Bedford-based The Johnny Parry Chamber Orchestra has embarked on another ambitious album project called ‘An Anthology Of All Things’(read a review below).
‘Movement III (Childhood Heroes)’ is a track where all of the lyrics have been donated by children from a Bedford school and performed by the Johnny Parry Chamber Orchestra and Bedford Arts Choir. We have the first audio stream of it here:
“In short. Divine. I refer of course to ‘An Anthology Of All Things’ the latest release from the Johnny Parry Chamber Orchestra which I must admit over the course of the last few days has been vying for affection on our hi-fi with Oliver Cherer’s ‘Sir Ollife Leigh and other ghosts’ (mentioned about in these pages elsewhere). I’ll admit the thought of chorals, choirs, sopranos, chamber orchestras and commissions from Bedford Community Arts might have some of you wilting and furthermore on first sight may well appear to be something we’d ordinarily rush across the street to avoid. But.

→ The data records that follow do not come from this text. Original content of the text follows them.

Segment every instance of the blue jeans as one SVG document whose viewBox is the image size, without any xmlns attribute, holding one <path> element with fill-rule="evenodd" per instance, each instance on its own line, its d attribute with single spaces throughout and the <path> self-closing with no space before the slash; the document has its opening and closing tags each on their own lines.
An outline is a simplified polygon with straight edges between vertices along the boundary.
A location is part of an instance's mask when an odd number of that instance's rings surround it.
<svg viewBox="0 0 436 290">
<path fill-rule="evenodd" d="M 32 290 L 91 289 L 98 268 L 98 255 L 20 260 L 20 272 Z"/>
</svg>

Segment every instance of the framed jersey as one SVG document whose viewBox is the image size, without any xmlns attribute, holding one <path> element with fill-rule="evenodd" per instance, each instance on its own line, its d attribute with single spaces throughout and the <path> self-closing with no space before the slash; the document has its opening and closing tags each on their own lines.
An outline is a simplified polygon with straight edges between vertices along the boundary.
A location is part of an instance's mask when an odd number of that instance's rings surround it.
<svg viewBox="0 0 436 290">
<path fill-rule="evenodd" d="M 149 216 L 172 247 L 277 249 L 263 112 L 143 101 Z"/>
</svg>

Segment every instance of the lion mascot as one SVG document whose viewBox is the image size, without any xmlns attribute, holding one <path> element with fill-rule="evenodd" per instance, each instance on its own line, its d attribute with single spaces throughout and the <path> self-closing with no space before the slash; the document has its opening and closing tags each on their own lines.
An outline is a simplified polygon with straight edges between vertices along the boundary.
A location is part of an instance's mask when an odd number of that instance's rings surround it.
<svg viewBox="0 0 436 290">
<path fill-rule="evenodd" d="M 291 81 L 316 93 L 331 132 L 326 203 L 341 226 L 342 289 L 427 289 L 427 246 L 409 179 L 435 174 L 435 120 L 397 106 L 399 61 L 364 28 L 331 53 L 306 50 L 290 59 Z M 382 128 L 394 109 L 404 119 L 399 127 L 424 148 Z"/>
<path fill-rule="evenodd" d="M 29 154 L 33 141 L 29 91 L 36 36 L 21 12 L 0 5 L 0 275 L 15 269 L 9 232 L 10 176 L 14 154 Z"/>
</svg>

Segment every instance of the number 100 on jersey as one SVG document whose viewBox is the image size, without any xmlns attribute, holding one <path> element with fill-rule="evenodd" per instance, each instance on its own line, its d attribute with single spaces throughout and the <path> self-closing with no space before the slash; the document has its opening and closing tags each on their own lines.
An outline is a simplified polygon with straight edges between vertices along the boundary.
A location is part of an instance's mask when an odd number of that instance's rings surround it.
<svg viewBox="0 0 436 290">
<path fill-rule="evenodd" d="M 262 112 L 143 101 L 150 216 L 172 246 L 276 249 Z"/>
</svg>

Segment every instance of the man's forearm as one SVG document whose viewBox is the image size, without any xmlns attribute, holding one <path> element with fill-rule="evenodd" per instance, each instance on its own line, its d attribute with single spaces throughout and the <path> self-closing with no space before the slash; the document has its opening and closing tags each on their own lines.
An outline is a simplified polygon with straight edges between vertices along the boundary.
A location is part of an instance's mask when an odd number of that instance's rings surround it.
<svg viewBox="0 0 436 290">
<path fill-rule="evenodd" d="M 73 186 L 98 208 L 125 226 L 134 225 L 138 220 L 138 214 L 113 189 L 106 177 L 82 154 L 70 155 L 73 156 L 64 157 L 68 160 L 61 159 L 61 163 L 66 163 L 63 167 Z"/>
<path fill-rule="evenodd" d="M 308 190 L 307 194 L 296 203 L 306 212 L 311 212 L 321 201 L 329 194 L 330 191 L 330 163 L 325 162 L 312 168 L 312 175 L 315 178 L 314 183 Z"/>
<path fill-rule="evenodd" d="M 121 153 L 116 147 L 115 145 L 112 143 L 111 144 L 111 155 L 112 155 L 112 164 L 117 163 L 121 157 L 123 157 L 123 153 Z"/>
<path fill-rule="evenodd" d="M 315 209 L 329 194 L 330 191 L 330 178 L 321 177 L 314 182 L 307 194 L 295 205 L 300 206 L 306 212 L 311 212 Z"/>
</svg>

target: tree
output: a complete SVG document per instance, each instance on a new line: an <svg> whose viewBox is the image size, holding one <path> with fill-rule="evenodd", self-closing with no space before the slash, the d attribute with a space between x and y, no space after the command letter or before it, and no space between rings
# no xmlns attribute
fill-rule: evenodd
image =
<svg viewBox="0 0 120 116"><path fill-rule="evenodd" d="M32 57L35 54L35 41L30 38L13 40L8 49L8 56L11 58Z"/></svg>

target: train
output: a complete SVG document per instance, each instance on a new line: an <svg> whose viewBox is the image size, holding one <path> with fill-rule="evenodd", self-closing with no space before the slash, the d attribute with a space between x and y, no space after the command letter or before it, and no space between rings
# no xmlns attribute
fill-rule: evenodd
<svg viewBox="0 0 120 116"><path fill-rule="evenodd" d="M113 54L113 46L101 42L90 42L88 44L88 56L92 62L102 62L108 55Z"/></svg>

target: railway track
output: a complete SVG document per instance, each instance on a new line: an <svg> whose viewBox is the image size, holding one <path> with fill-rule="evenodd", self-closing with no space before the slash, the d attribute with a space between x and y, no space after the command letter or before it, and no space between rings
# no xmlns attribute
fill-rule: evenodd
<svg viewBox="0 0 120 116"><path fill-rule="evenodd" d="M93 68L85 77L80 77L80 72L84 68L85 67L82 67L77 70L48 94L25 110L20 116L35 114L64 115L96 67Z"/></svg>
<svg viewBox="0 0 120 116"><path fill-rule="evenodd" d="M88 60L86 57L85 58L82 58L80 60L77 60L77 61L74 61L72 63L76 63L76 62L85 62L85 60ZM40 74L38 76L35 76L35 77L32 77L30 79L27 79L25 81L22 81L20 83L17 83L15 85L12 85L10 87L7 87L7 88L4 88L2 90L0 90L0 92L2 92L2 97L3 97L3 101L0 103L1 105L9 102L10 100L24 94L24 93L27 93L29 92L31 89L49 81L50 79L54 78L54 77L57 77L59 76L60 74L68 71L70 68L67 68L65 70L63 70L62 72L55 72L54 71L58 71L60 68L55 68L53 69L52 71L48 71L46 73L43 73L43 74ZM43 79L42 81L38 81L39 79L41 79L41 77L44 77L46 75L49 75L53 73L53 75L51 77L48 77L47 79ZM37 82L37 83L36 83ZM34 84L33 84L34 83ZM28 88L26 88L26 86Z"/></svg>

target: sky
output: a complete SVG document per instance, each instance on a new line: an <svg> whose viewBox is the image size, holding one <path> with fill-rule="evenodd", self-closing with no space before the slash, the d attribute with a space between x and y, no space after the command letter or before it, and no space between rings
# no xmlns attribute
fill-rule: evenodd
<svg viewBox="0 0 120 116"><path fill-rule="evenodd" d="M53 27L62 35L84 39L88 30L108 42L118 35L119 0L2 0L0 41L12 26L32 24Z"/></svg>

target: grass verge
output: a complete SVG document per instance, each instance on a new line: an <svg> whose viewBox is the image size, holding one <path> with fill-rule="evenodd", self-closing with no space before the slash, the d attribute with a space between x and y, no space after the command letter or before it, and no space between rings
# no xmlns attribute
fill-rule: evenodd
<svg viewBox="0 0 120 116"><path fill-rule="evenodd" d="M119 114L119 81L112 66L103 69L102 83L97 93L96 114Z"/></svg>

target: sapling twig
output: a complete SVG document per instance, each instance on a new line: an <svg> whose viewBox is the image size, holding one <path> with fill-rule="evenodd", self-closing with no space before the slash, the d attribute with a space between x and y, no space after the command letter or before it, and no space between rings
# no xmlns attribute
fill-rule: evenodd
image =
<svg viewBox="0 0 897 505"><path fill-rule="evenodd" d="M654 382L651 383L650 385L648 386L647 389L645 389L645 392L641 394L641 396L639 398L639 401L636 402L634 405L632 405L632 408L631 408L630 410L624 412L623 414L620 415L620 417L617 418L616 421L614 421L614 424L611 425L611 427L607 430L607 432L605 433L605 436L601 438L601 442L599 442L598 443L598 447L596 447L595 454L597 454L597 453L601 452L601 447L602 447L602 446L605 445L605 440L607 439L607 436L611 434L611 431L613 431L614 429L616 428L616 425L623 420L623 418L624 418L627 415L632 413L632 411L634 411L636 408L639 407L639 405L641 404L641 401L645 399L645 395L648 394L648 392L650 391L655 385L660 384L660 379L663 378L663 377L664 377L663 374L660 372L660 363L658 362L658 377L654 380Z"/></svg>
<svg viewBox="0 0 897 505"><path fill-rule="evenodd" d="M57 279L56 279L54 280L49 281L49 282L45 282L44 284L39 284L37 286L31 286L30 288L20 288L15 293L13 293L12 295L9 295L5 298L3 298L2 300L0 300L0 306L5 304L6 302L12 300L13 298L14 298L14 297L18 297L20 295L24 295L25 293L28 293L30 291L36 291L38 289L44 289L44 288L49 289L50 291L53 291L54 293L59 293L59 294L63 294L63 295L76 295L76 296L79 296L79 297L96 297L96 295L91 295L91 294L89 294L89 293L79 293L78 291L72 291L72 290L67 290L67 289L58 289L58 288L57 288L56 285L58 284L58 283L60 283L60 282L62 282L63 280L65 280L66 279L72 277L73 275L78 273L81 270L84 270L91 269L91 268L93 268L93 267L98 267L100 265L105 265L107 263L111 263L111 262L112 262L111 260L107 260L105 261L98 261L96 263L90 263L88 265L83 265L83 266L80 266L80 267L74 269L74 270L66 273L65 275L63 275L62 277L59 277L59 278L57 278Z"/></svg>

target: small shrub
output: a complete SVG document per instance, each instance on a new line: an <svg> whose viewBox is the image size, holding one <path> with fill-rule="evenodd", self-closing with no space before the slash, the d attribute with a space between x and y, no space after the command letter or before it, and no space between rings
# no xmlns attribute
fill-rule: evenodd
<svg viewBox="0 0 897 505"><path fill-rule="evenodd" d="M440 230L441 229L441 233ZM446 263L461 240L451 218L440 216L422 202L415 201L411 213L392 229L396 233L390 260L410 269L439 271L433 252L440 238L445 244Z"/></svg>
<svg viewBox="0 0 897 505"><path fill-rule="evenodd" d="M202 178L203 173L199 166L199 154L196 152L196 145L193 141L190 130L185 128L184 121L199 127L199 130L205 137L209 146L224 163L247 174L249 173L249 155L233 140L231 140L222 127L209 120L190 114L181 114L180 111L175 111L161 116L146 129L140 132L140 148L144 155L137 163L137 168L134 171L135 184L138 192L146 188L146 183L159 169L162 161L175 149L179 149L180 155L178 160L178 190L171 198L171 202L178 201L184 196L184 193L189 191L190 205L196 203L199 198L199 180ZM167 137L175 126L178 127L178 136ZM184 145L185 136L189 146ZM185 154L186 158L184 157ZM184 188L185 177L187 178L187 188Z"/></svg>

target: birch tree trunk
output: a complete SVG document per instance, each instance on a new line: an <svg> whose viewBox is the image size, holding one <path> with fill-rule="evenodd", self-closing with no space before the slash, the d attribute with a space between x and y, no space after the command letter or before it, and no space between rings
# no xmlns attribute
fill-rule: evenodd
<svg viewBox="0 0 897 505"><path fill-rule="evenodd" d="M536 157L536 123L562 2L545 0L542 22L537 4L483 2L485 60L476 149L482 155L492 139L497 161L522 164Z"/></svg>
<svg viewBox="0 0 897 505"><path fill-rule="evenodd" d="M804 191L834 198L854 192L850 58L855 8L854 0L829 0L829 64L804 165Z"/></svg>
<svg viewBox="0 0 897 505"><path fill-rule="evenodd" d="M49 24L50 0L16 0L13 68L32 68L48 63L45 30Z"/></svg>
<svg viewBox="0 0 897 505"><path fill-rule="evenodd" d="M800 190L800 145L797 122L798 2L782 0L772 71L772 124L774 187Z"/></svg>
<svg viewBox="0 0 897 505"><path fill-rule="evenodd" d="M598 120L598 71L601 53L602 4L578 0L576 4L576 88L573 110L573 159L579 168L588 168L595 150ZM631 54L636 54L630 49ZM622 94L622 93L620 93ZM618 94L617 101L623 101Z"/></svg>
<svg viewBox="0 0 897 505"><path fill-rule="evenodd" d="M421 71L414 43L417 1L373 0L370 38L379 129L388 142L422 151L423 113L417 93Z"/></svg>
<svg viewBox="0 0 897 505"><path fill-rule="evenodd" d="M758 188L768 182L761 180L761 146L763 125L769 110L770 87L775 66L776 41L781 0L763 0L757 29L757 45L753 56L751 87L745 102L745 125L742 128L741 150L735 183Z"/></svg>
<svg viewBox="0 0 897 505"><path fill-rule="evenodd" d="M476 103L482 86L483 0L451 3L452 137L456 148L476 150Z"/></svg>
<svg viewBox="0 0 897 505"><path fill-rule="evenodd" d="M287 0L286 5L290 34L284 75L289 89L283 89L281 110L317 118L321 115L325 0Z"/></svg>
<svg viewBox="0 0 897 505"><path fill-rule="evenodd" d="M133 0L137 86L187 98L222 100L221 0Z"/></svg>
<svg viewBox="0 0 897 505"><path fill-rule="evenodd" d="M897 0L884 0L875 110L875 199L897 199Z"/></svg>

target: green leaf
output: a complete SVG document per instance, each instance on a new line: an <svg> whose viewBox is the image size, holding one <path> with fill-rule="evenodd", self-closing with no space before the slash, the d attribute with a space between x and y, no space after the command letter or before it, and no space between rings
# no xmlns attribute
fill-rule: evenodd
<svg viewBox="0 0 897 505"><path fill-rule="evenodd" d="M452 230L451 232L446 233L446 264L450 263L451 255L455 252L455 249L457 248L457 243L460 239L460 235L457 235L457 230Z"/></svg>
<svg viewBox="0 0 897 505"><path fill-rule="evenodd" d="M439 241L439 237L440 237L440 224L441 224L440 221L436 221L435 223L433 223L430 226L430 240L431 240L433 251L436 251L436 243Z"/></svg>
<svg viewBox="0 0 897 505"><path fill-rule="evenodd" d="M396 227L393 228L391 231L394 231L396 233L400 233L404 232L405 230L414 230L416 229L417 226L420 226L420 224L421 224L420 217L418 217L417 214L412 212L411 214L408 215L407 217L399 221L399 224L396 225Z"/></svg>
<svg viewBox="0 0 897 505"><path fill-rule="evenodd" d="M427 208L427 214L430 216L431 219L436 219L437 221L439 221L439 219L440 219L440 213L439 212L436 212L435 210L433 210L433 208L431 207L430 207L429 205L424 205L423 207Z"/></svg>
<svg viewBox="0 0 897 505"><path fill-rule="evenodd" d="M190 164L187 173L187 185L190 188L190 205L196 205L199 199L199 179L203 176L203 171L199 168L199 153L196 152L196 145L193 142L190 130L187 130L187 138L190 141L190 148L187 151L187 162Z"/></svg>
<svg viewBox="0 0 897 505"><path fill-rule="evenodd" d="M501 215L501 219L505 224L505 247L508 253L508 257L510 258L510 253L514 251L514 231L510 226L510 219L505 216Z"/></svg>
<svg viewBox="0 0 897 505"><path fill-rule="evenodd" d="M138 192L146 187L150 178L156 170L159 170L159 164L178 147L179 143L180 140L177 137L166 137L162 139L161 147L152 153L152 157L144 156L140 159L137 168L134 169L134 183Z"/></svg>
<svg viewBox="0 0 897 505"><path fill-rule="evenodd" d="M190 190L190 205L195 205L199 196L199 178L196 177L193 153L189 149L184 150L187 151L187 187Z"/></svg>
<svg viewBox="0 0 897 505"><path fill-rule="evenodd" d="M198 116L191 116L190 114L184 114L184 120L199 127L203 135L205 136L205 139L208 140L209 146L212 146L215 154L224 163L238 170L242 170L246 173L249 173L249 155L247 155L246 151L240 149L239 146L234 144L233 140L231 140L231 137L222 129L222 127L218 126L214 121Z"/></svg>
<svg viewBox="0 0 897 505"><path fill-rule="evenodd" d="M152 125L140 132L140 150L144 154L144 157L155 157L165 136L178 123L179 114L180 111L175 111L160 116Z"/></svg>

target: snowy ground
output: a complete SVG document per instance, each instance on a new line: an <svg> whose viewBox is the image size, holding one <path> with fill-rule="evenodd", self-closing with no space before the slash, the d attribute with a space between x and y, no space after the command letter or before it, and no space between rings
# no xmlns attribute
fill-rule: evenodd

Lets put this into perspective from a pop point of view. In terms of reference markers, admirers of the North Sea Radio Orchestra ought to find familiar ground here. Agreed this does shift into the Radio 3 classical spectrum. But its savvy with it. There’s a pop sensibility here to which end if pop was indeed mapped out like the ancestral family trees crafted by Pete Frame then several root branches along you’d encounter those Polyphonic and Circulus chaps. Extend your radar a little further a both the polar worlds of Dead Can Dance and Vernon Elliott would be distantly drawn in. so with those markers firmly nailed down, the album then. Out via lost toys early May, ‘an anthology of all things’ is a richly rewarding listening experience, an incredible achievement of such complexity and planning. With a commission from Bedford Creative Arts to create what might be best described as ‘a historical map set to music’, Mr Parry and his entourage returned to his Bedford homeland and set about enlisting the help of a 61 strong choir whilst putting out a call to the local residents to submit lyrical ideas. And so from these ideas, memories, things cherished and notes a colourful patchwork of life in the Saxon town both past (the bombastic dark to light flurries of ‘Childhood Heroes’) and present was delicately sewn together to include on one hand a simplistic ode based on the dedications found on various park benches whilst on the other preserving traumatic memories of a life lived in 1942 under the fiery skies of enemy bombers and threadbare provisions at local convenience stores. As to the music, divided up into eight unique movements that are all at once sweeping from the epic and euphoric to the mournful and tender, the arrangements dimpled in silken symphonies, teasing lullabies (the sepia steeled sigh of the floral ‘1942’) and choral chants which from the soft allure of the quietly spellbinding and softly hymnal ’Things I like about Myself’ to the regally epic Nyman-esque daubed Greenaway pageantry of the parting ’Pilgrimage’ (incidentally the best thing here – your point of reference being ‘The Draughtsman‘s Contract’ and Douglas Gamley) never cease to entrance an seduce.
‘Song for Someone’ as previously reported is demurringly set upon a teasing clockwork motifs all disarmed by a gorgeous male / female choral conversation while the porcelain monastic etching of ‘Enduring Memories from a Film’ is soured in such bitter sweet slow waltz timed beauty as to leave you humbled, tearful and touched.”